Obvious zoophile who he brought into furry fandom and did not take out.
When a group runner can’t face the result of their own negligence
No furry group runner has openly addressed how risk warnings were overruled, before two fellow group runners used their influence to prey on a child member. There’s no apology, promise to do better, or admitting that negligence does harm. That’s nothing surprising to some sources who have tried to engage Willett about past cases of dangerous people in the community.
One former runner of a defunct group, who backed away from furry fandom over this, spoke about experiences with Willett’s unsavory influence and intentions for founding his North Bay Furs group.
Willet founded North Bay Furs with a “no shaming” rule, because of growing bitter at the management of the previous local group for holding pedophiles accountable, says the source. (Around 2018 Willett said the same directly to Dogpatch Press.)
That defunct group runner recalled Willett as “oddly defensive” about the topic, said Willett refused to condemn or address it, misused his influence to undermine people that held people accountable, and called accountability “toxic”.



Willett’s group is only joined by direct private invite. With the founding reason of the group making a bubble of toxic positivity, where “offensive” criticism gets removed, fake neutrality is more selective than it would be to reduce extreme tolerance given to problem friends as if nothing can be done. How ironic that the pedo-shame that irked Willett so much came true in the place he made to shirk it.
After the arrest of Medina, Willett went into Medina’s now-leaderless group, labeling it a “duplicate” while directing members to join his North Bay Furs. Gaining followers that way is convenient, when it became leaderless at the cost of an abused child, after Willett’s decision of acceptable risk. Here’s a case to remember if we want to know how negligent leadership falls upwards.

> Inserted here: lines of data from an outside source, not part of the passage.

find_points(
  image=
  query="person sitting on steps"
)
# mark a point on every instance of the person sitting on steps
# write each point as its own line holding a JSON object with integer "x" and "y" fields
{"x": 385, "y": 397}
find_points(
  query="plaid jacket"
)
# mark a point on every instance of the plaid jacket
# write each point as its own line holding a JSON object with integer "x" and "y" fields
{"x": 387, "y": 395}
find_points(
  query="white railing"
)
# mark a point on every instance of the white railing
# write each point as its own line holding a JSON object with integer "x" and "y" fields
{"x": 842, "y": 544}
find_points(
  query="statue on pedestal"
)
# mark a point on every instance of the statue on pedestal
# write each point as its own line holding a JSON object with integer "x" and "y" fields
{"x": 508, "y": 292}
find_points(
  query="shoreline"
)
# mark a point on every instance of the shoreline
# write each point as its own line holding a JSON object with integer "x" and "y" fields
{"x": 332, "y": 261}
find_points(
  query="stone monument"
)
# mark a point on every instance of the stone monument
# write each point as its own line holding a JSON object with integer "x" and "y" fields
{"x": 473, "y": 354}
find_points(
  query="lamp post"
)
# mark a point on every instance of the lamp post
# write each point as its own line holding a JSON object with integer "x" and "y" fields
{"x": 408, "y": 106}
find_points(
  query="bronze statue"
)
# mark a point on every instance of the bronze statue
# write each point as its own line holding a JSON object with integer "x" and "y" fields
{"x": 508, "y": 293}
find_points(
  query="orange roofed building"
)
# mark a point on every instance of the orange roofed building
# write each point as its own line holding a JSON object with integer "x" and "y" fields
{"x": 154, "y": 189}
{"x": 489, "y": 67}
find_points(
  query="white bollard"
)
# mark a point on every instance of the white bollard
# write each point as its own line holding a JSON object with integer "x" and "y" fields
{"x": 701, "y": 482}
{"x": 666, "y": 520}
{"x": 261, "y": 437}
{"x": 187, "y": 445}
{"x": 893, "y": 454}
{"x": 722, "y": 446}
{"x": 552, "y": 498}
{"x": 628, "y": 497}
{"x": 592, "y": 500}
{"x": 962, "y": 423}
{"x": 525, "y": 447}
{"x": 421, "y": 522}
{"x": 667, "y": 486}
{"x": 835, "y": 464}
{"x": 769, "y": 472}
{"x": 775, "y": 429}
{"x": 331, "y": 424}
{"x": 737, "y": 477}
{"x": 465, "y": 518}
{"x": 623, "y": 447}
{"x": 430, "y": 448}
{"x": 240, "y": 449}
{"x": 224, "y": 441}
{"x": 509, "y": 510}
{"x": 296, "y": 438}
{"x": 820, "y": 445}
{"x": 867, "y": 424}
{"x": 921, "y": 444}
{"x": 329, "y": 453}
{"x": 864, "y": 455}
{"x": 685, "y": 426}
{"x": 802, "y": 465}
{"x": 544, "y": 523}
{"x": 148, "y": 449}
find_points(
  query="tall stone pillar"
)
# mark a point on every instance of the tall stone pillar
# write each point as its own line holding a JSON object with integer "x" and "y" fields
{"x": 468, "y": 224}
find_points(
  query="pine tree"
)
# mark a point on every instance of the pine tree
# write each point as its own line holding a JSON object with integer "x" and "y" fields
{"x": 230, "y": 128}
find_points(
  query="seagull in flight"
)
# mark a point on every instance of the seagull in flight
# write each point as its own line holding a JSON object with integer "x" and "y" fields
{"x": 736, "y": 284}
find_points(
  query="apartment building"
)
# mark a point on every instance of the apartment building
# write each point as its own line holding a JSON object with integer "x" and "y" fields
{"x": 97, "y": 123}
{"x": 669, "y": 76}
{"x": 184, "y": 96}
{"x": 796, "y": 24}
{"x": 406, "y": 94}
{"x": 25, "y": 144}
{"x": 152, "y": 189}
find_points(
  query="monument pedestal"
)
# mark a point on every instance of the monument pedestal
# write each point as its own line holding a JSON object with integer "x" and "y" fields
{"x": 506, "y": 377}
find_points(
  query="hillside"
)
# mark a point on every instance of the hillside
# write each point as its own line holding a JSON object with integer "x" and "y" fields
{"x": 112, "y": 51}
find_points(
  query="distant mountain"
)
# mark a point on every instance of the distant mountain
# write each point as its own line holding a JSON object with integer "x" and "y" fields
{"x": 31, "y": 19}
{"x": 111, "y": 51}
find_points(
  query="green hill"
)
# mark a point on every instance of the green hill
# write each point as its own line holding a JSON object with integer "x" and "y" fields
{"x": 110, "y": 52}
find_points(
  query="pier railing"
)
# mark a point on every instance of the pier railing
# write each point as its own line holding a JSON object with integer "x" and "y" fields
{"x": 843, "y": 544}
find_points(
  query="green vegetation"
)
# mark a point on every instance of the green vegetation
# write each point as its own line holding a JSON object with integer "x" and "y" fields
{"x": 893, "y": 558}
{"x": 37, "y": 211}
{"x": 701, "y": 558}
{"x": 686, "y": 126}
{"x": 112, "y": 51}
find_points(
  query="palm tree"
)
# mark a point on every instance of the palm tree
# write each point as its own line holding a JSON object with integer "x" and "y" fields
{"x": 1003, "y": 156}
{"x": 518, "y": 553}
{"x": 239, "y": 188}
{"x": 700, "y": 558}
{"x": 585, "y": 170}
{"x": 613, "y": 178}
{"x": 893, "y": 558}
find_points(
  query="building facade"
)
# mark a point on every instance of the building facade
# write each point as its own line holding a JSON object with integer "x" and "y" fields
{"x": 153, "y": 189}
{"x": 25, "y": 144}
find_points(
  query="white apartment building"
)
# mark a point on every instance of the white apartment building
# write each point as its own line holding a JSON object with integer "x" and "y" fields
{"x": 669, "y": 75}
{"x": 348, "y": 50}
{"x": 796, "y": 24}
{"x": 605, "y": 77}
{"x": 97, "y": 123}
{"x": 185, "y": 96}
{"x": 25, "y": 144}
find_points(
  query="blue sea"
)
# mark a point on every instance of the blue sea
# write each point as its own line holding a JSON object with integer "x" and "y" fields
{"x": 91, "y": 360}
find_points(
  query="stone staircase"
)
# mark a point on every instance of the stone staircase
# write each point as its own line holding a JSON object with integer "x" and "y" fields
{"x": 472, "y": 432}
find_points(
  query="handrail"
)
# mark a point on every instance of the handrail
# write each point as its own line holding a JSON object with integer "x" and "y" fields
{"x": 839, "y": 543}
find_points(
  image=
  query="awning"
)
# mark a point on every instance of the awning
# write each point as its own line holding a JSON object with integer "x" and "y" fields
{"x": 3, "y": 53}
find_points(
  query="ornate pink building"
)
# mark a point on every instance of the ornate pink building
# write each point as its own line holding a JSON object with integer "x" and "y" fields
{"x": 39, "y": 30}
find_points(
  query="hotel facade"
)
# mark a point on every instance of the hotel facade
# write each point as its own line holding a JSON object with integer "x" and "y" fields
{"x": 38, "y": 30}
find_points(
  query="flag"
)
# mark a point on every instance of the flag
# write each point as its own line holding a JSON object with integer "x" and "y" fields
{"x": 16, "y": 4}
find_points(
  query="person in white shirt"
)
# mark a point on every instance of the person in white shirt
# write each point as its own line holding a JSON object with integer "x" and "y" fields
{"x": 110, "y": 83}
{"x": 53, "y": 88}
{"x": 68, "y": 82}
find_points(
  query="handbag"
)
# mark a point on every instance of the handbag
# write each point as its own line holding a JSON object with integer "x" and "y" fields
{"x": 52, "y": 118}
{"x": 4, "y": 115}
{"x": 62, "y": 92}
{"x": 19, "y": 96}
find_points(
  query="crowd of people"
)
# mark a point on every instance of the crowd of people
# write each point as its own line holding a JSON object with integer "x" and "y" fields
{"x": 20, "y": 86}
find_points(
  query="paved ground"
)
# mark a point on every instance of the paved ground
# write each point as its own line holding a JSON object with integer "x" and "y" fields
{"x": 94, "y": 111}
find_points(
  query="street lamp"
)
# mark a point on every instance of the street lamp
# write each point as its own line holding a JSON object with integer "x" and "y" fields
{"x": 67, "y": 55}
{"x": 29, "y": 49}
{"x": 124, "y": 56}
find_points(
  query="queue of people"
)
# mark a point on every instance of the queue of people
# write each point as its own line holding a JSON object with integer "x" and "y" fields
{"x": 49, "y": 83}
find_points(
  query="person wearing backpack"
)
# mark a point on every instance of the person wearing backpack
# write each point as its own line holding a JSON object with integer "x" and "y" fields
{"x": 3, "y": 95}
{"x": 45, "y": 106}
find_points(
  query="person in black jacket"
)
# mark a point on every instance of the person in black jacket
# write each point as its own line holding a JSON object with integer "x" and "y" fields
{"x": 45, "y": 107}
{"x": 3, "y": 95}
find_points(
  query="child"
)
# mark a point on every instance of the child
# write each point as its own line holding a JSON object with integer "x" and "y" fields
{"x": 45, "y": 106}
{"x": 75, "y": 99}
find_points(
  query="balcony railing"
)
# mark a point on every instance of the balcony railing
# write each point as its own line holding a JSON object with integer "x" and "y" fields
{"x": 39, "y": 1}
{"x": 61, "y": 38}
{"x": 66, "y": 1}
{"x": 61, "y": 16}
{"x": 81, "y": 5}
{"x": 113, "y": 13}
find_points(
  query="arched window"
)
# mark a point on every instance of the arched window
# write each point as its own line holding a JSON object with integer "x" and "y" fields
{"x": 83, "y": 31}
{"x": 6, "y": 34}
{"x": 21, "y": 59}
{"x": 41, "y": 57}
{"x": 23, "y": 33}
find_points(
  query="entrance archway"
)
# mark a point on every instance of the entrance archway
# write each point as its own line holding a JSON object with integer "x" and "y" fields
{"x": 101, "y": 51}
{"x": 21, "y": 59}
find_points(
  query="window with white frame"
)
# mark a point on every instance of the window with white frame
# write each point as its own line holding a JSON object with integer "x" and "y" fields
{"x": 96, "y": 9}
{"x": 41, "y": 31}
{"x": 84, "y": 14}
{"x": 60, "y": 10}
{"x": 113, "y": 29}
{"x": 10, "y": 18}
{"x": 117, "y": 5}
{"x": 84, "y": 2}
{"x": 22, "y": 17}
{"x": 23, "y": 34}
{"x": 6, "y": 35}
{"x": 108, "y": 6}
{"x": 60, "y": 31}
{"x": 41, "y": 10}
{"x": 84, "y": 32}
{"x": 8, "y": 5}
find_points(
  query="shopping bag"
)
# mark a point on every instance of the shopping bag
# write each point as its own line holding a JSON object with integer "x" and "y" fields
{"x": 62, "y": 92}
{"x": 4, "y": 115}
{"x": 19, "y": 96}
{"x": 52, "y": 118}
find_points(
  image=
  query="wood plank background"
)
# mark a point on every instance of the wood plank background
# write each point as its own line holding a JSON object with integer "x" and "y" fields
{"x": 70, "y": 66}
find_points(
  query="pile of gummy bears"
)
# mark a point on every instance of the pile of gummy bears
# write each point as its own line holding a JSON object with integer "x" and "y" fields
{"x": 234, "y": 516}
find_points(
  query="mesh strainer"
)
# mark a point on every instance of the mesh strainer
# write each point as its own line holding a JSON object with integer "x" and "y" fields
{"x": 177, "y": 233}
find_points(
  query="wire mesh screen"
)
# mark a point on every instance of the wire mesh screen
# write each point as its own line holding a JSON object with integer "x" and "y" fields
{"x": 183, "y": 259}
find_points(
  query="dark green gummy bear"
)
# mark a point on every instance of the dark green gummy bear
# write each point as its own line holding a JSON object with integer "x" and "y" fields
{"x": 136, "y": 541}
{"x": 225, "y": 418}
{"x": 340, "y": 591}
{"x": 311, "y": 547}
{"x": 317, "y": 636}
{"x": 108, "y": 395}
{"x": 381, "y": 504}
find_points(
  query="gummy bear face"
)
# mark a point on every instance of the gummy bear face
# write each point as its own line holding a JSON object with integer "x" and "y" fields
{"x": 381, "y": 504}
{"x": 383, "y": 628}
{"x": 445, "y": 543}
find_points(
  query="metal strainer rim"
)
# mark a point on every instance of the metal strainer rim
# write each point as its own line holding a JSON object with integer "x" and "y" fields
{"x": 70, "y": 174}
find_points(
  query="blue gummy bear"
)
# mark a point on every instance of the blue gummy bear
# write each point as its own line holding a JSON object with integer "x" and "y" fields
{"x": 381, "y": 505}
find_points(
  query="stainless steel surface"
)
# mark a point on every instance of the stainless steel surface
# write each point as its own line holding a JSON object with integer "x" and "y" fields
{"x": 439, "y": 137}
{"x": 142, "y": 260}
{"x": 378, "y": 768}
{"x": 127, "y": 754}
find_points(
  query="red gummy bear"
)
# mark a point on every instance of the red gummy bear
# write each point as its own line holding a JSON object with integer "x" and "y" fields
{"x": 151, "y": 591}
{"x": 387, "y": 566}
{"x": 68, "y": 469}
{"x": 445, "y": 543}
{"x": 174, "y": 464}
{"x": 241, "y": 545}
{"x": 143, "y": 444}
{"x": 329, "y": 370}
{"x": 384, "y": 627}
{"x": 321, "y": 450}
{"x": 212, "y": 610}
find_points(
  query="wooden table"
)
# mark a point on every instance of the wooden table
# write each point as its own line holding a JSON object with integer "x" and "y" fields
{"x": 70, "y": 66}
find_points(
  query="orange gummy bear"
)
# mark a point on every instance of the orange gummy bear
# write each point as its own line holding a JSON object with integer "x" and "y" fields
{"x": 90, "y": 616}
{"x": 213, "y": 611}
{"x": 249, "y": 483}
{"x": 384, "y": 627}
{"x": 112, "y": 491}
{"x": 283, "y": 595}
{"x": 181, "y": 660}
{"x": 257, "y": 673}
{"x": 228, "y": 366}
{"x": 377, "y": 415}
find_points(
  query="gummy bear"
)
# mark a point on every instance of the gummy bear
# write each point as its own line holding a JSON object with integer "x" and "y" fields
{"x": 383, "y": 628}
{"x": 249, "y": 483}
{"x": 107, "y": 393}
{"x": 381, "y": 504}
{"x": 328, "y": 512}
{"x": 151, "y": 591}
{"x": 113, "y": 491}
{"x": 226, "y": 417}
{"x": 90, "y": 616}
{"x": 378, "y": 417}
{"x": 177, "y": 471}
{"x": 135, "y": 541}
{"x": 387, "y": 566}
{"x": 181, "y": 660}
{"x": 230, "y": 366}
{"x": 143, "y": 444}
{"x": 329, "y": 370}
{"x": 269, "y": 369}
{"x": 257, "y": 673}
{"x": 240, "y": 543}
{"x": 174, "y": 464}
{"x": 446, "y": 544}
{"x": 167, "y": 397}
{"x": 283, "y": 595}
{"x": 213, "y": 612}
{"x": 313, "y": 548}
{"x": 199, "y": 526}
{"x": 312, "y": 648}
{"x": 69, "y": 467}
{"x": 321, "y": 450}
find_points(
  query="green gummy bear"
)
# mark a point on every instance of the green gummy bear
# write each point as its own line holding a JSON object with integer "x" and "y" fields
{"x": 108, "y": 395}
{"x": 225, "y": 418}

The pattern in this story isn’t just with a few abusers who were caught. It’s also the influence of cronies and enablers who have been at it for too long, a type we keep having to beware, making a minefield for trusting anyone at all. Their bubbles are full of a cultishly dogmatic attitude that their critics are enemies, while they’re trying to boost the fandom by keeping the parties going, stopping negative image, welcoming everyone, and keeping everything cuddly and bright. The uncomfortable truth is that they’re selfishly protecting their own comfort, no matter who gets hurt and how they have to deny it.
For many who are frustrated about this, protest brings something more positive than toxic positivity: catharsis.